Final answer:
AWS Trusted Advisor is the service that provides infrastructure security optimization recommendations, guiding users on security best practices within AWS. AWS CloudTrail is for compliance and auditing, AWS Config for assessing and auditing configurations, and AWS IAM for managing users and permissions.
Step-by-step explanation:
The AWS service that provides infrastructure security optimization recommendations is AWS Trusted Advisor. This tool analyzes your AWS environment and provides best practice recommendations across five categories: cost optimization, performance, security, fault tolerance, and service limits. For infrastructure security specifically, AWS Trusted Advisor checks include recommendations on security groups, IAM use, MFA on the root account, and more.
AWS CloudTrail is a service that enables governance, compliance, operational auditing, and risk auditing of your AWS account by logging events and API calls within your AWS environment. However, it does not provide optimization recommendations.

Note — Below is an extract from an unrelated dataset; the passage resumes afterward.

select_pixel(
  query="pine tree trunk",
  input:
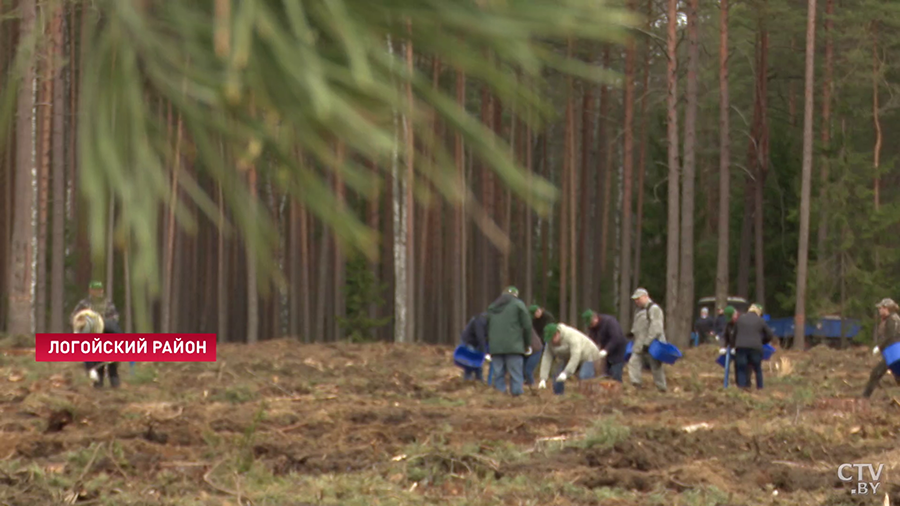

AWS Config is a service that allows you to assess, audit, and evaluate the configurations of your AWS resources. AWS Config can be used to make sure that the resources are compliant with the desired configurations, but it does not directly provide optimization recommendations.
AWS Identity and Access Management (IAM) helps you securely control access to AWS services and resources by managing users, groups, roles, and permissions. While IAM is essential for security, it is not designed to provide optimization recommendations.